Superintendent says officials with confer further with eight employees in effort to convince them to comply
Superintendent Debbe Lancaster says even before the Fort Yukon-based school district board voted last month to adopt a covid-vaccination mandate, nearly nine in 10 of its 90 employees had already gotten the shot.

“At the time of the adoption, about 80 to 90 percent of our staff was already vaccinated,” she said in an interview Thursday.
Lancaster says the district had increased its vaccination rate by a few percentage points by Tuesday, the 30-day deadline set by the board. But, she said, four teachers and four classified employees still had not gotten the shot. So district officials want to talk with them about that.
“The remaining unvaccinated staff are being asked to leave their posts to participate in conferences to determine why they’re not vaccinated, and to explore all options to be considered in moving forward,” she said, reading from a statement issued by the district.
Lancaster they’ve not been fired, as the rumor mill has it. And she says those rumors were intensified today after a conservative blogger posted that erroneous information on the Must Read Alaska blogsite.
“No! Not at all – not since the day I got here on July the 1st, I’ve not recommended termination for anyone,” she said.
But district officials strongly believe in the importance of vaccinations, as shown in the board’s unanimous vote adopting the mandate.

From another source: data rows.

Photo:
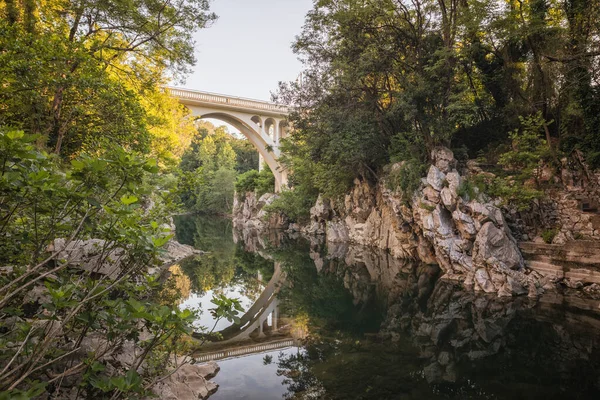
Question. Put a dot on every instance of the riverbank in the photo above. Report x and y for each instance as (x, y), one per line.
(473, 238)
(374, 325)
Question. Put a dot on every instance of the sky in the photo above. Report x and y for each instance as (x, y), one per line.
(247, 51)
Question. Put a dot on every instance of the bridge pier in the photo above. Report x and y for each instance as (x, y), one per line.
(261, 122)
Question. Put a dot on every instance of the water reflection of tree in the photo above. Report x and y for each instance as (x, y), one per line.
(225, 263)
(321, 296)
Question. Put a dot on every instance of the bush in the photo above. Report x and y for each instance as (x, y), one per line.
(295, 204)
(96, 197)
(246, 182)
(408, 177)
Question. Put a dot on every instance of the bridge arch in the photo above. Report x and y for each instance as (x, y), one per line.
(253, 118)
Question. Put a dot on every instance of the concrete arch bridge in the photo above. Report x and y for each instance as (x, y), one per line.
(262, 123)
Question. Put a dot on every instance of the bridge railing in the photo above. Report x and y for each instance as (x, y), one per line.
(240, 351)
(214, 98)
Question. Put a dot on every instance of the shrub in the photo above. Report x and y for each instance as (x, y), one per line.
(253, 181)
(246, 182)
(408, 177)
(295, 204)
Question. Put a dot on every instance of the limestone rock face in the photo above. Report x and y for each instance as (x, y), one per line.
(190, 382)
(494, 246)
(468, 238)
(250, 212)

“The main concern about this is the safety of the students,” says Raymond Panzo, the principal and a teacher at Circle School. It’s one of six scattered mainly around the Yukon River north of Fairbanks.
“I have two staff here who are not vaccinated,” he said Thursday. “One is a teacher’s aide, and the other is our custodian.”
Lancaster says district officials realize it’s important to talk with the eight vaccine-hesitant employees before the district considers its next move.
“There’s many reasons that people are choosing not to be vaccinated,” she said. “There’s medical reasons, there’s religious reasons, there’s ‘It’s my body, my choice’ ”
Lancaster says after the employees explain their reasoning, district officials may again urge them to get the shots and, based on their response, will then decide on how to proceed.